And She Went Away…


— By Alexandrine from Burkina Faso

It was one April evening, in two days I was going to celebrate my twentieth birthday. Night had barely fallen on my peaceful town. Sitting in the courtyard of the house, just in front of the door to my room, I was looking at the sky. A beautiful starry sky, it looked like the stars were celebrating. Without really knowing why, my thoughts had gone astray to the theme of death. I thought it was a beautiful night to die. The next moment I felt guilty, as if I had just committed a murder in thought. I quickly chased these black ideas and turned back to my little sister. She sat in front of me in an armchair leaning against the wall. Her head slightly inclined to the side, she was quiet. From the height of her 14 years, she was beautiful, my sister. I was five when she was born. I remember as if it was yesterday. Dad brought us – my brothers and I – and told us that Mom was going to come back from hospital with a little sister. I did not understand much of it. I just knew I was happy to see this sister. At the ceremony of the eighth day, the ceremony in which the baby goes out publicly, I asked my mother, “By the way, how is she called, the little sister?” “Solange,” answered my mother. Solange – this name will forever be etched in my head and in my heart…

I was watching her frail body and her peaceful face, empty of emotions. This face once so cheerful. She was the joy of life of the family, sparkling and inquisitive. Her contagious laughter resounded throughout the house. The youngest, as she was called, was the favorite of all and enjoyed all the attention. I was jealous sometimes.

Now she is only the shadow of herself. A disease whose name is unknown has taken possession of her body, and she is perishing day by day. After days spent in the hospital without much satisfaction, we returned home. Day and night I was with her. I had asked permission from the university to spend as much time as possible with her.
That night I was observing her without knowing what to say to ease her pain. Despite her apparent suffering, she never complained. She suffered in silence and when she could, she even offered us her childish smile.
That night I was observing her and unintentionally, I began to think of all the moments of happiness we spent together. Our complicity, the little disputes, the laughter, the little tricks we played to our two brothers. A battle of girls against boys…

That day, all day long, she did not want to eat. She rejected everything I brought her. Meals, medicines, everything. In the evening, to give her a little air, I helped her to sit in that chair and I sat in front of her. I was observing her when suddenly her head bowed abruptly. I rose hastily from my chair and shook her. I shouted her name several times without answers. The continuation of the events is only fog in my head. I saw my father in tears, covering the little body with a sheet, and he lifted her from the armchair to the room.

Solange was gone. Forever. It was a beautiful night to die!


Dance of the Dead


— By Sebastiane from Nigeria

My people have a saying that sleep is a kin and brother to death. As a child, I often battled with comprehending such proverbs; ‘why would anyone liken sleep to death?’ would I often say to myself. But then I saw him (again) today, and it all made perfect sense.

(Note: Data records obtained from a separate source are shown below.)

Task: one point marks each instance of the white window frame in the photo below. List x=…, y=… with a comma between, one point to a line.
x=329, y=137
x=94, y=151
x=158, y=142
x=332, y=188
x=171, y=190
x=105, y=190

For a moment I wished he was truly as asleep as he looked like he was, and that he would jump up the next second to answer his name… ‘Oh Ade’ was all everyone could mutter in dripping tears and silent cries. The priest had said earlier that ‘no one should shed a tear but rather rejoice, for our brother (and friend) who had gone to meet with the lord!’ Either no one listened or they didn’t believe him!

As I looked into the coffin from a distance, behind the swamp of other friends and relatives who stood there to catch a last glimpse of him, I recalled all the wonderful times we spent together , the happy and not too happy times (No, I shouldn’t be remembering that part!).

Was he smiling or was that how his face has always been? Is he happy? If he were given a second chance, what would he have done differently? We have been friends for as long as I can remember; he was my best friend and brother. As I looked at his firmly shut eyes, a story my grand dad told me many years ago came to mind. It is a story about what happens in the spirit world after a person dies.

Grand pa said when a person dies, he goes to meet his friends and family who have died before him and they throw a big party in his honor where they eat, drink and dance, laughing as he tells them tales and all that have happened on earth and within their families after their demise.

Was he really with the lord as the preacher had told us earlier or was he engaged in the big banquet prepared to welcome him into the spirit world? Somehow, grand pa’s version stayed. I stood there imagining my lost friend happy and celebrating with all those who have died before him and are long gone, great grandparents and ancestors.

Was this true? I imagined my friend looking down at the whole of us mourning and crying. Could he be partaking in a dance of the dead right now with a calabash of palm wine in his palm and kola nut in his mouth, celebrating his passage to the other side while we all cry and mourn here?

‘I know he is happy wherever he is’, came a voice from behind. I turned to see an elderly woman smiling at me as if she could read my thoughts and hear my questions. Without looking back in the coffin, I walked out of the room. Was the woman a messenger from the other side and could she really see through me into my thoughts? It was all becoming too scary!

Oh Ade… But could he really be partaking in a dance of the dead while we mourn?